Now, $\mathcal{S}$ generates the random challenge point $\zeta$ (which we assume is not in $\mathcal{H}_\kappa$; if it is in $\mathcal{H}_\kappa$, $\mathcal{S}$ simply restarts and runs from the beginning). This is by strong Fiat-Shamir. $\mathcal{S}$ then create fake opening proofs for ${\mathsf{Poly}_\mathsf{Arr_1}(\zeta)}$, ${\mathsf{Poly}_\mathsf{Arr_2}(\zeta)}$, and ${\mathsf{Poly}_\mathsf{Arr_3}(\zeta)}$, to arbitrary values. This is done using the knowledge of $\tau$, calculating the respective witness $q(\tau) = \frac{{f(\tau) - f(\zeta)}}{\tau - \zeta}$ for each of the polynomials.

Finally, $\mathcal{S}$ creates a fake opening proof for $Q(\zeta) = \frac{Y_\mathsf{Vanish}}{(\zeta^\kappa - 1)}$. This is done using knowledge of $\tau$ to calculate an accepting witness $q(\tau)$, as above.

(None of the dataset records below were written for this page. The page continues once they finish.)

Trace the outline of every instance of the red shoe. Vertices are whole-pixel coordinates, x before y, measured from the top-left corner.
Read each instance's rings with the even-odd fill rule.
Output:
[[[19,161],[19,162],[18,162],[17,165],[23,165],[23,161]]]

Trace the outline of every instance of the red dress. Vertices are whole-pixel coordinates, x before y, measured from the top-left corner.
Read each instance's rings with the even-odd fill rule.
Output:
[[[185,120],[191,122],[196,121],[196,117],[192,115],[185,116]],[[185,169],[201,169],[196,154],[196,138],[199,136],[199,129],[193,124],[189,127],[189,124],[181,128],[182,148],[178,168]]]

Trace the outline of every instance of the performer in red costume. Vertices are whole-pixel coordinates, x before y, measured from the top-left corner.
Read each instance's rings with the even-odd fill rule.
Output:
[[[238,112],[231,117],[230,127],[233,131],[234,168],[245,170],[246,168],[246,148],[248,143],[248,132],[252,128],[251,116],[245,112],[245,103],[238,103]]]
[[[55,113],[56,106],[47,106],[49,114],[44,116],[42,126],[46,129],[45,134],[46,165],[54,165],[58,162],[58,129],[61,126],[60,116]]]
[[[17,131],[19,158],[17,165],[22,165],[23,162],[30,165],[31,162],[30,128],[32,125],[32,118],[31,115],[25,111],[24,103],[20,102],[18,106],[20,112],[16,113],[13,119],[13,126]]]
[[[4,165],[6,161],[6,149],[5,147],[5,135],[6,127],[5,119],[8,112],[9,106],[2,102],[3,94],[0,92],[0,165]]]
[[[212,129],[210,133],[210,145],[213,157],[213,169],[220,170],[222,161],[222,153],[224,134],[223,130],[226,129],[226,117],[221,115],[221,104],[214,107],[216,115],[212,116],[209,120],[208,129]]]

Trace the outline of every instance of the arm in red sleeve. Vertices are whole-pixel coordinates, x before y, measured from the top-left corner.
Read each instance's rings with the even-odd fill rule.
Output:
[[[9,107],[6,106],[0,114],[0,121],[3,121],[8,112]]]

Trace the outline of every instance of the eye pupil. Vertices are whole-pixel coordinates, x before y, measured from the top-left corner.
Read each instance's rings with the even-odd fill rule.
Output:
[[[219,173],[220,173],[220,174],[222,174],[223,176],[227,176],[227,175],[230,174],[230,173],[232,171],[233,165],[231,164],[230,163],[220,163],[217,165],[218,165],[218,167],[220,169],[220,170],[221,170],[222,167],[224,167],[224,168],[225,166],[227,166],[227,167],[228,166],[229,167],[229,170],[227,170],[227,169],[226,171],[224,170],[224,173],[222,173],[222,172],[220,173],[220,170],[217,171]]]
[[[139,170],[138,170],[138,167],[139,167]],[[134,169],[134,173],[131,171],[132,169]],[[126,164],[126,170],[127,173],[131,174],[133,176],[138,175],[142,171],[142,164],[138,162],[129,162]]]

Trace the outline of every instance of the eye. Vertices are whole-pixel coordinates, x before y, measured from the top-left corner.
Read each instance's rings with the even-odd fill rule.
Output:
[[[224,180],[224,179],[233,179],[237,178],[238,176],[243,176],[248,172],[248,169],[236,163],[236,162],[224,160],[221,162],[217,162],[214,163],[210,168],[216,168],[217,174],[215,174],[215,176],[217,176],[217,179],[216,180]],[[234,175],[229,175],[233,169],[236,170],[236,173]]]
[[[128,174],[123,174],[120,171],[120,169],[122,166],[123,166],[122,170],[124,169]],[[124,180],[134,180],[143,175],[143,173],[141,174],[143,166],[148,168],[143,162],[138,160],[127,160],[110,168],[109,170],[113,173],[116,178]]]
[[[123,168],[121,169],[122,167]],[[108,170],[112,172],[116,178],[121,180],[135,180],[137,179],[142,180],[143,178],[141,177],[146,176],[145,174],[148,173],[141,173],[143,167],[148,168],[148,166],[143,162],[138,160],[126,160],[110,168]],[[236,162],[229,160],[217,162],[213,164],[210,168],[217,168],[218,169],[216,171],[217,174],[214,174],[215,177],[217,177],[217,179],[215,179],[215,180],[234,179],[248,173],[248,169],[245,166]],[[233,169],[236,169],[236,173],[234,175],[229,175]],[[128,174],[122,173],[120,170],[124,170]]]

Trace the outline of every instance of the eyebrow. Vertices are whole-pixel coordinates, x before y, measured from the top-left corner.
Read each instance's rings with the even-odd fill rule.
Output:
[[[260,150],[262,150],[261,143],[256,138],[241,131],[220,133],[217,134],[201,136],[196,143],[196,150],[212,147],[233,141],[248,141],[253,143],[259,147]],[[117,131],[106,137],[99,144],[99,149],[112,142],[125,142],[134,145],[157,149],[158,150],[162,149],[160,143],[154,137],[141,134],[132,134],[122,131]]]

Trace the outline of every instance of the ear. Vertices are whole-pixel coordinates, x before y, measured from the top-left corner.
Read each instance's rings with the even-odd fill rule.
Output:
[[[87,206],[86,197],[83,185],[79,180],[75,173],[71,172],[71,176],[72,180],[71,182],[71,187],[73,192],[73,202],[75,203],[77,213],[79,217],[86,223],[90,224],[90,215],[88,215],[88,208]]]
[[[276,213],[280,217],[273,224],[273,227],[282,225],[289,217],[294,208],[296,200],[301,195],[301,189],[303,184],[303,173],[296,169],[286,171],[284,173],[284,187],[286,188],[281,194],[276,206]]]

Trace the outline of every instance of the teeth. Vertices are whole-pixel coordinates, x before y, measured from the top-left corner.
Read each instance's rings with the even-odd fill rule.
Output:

This means that $Y_\mathsf{Zero}$ will be zero, and the transcript will be accepted by the verifier. It is indistinguishable from a transcript generates from a real execution, since $\mathsf{PolyCommit}_\mathsf{Ped}$ has the property of Indistinguishability of Commitments due to the randomization by $h^{\hat{\phi}(x)}$.